Kup Women for Peace (KWP) was established in 1999 by Kini, together with Angela Apa and Agnes Sil, women from three different tribes. They had assistance from community organizer, Sarah Garap. Mobilizing other women to support them, actions undertaken by the women included an initial march for peace. Later activities became more direct, such as walking into a battlefield to stop the fighting, or camping on the battle area. Their actions have been underlined by a strong focus on women's rights in a society where women are not encouraged to speak out. The group recognised that sustainable peace cannot be achieved without the involvement of women and carried out education and awareness-raising about peace and security for all tribes.

The KWP works in partnership with the UN Human Rights Office (OHCHR) in PNG's capital, Port Moresby, with Oxfam PNG and with other women's organizations from the region. It is part of the Papua New Guinea Highlands Women's Human Rights Defenders Network which was initiated by OHCHR. Donors funded programs and, with the relative peace that the women had established, it was possible for teachers, police and nurses to return.

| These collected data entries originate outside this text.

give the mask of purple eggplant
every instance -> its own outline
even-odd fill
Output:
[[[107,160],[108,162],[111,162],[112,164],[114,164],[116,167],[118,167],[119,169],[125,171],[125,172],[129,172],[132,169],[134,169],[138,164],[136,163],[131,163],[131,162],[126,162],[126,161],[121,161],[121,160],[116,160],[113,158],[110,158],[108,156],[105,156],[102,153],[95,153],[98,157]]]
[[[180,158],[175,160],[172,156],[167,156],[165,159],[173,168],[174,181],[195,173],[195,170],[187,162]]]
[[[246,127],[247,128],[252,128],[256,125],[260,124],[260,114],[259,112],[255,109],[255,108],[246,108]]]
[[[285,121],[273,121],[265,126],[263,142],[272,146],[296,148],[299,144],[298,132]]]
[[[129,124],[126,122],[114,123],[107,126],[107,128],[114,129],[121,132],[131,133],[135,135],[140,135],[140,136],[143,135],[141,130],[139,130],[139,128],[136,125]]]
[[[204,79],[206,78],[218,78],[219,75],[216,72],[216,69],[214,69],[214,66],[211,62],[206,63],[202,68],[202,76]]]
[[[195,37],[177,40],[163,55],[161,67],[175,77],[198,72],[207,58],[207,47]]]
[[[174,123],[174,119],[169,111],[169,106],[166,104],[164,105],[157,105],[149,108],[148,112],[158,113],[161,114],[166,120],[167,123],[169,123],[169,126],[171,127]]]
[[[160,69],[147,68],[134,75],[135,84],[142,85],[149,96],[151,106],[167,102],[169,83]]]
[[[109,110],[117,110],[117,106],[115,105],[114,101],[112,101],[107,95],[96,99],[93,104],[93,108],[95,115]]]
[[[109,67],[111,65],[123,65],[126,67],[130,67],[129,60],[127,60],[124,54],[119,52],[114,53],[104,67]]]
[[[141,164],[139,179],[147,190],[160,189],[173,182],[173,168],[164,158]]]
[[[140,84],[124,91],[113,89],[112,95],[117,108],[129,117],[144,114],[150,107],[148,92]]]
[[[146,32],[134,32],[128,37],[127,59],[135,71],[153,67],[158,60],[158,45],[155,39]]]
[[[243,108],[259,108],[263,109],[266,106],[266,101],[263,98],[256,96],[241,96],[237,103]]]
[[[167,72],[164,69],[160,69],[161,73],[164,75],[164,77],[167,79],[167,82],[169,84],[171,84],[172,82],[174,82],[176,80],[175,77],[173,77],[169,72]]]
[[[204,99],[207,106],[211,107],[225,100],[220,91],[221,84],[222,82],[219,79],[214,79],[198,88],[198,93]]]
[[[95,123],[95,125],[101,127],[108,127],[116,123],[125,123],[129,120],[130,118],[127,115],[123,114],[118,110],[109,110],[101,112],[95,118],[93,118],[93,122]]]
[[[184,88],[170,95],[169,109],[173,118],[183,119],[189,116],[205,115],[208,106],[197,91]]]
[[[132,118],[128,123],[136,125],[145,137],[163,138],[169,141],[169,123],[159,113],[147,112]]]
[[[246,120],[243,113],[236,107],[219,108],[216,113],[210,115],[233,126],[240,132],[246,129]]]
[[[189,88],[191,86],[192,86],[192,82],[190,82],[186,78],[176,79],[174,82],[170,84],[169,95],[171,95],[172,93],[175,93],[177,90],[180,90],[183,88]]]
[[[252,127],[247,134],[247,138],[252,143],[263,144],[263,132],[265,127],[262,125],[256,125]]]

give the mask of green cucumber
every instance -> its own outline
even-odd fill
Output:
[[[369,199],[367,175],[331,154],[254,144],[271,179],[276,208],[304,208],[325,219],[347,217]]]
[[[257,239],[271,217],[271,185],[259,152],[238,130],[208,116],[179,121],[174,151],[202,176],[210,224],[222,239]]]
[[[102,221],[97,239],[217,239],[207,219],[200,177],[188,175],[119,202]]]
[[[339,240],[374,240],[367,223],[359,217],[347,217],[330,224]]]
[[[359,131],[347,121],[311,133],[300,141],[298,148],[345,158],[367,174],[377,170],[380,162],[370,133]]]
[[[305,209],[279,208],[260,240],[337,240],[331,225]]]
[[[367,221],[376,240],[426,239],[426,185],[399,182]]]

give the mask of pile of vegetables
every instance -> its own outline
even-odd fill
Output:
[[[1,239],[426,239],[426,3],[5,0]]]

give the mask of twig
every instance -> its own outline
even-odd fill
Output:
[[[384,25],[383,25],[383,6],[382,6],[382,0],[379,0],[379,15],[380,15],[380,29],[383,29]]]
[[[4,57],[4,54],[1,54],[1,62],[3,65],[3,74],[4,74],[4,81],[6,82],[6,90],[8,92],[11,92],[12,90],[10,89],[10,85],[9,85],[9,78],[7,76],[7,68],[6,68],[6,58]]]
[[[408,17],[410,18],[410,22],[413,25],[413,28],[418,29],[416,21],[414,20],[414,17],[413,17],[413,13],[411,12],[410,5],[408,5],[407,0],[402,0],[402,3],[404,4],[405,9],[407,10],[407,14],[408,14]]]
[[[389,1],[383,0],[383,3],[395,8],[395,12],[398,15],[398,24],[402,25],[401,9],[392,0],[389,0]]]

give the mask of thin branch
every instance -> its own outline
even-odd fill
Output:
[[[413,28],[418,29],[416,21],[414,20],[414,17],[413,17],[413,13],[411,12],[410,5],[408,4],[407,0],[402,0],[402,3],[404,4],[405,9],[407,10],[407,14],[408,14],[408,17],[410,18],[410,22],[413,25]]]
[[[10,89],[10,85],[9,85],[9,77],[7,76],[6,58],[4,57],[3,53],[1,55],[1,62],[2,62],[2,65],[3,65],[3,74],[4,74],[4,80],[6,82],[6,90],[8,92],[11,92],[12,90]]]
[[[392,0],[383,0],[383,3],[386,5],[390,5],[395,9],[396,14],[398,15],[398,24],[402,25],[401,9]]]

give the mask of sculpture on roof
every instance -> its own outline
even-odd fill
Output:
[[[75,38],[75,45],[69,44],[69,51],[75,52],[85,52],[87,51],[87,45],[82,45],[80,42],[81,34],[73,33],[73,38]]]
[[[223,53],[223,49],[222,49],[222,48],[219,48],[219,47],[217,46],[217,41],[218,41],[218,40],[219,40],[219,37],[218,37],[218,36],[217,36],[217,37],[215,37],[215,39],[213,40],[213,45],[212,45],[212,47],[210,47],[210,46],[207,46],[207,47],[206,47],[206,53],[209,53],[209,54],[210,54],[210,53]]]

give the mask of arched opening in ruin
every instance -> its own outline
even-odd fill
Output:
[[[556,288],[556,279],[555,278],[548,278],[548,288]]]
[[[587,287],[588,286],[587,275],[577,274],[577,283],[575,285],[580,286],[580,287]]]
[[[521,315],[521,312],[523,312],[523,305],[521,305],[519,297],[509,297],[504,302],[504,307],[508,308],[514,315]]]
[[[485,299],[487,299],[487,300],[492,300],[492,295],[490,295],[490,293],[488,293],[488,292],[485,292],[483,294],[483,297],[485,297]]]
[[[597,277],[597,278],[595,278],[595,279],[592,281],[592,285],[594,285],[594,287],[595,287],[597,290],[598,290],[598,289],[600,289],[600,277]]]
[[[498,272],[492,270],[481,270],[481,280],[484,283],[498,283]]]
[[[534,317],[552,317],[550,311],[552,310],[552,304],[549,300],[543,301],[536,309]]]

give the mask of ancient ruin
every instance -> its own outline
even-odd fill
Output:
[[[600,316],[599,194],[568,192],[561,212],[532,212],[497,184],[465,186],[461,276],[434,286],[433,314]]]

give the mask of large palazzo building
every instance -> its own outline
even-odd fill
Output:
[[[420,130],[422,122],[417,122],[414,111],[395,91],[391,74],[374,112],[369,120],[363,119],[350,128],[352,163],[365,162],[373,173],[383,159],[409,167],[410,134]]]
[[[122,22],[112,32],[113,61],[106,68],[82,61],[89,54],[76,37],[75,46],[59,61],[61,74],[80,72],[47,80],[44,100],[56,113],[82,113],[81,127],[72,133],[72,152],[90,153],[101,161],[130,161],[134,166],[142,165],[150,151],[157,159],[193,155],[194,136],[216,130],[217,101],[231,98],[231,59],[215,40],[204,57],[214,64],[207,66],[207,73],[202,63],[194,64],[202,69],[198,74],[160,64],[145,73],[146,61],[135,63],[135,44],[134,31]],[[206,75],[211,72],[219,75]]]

During the 2007 Papua New Guinean general election, KWP took a leading role in attempts to improve the electoral process, taking practical steps to ensure a fair process. Steps taken included guarding the ballot papers the night before the election, to reduce the chance of the papers being stolen. Separate queues were established for women and men, so men could not push or intimidate women to leave the line. In 2011, Kini and KWP were part of an, ultimately unsuccessful, campaign to establish reserved seats for women in PNG's parliament.

==Awards==
- In 2007, Mary Kini and the KWP received the 7th Pacific Human Rights Award. It was given for KWP's outstanding work in situations of conflict, for its dedication to the cause of peace in the PNG highlands and for its bravery in challenging discriminatory customs, including widespread violence against women.
- In 2020, Mary Kini was awarded an MBE in the Queen's 2020 Birthday Honours list for Papua New Guinea, for "services to the community and advancement of women".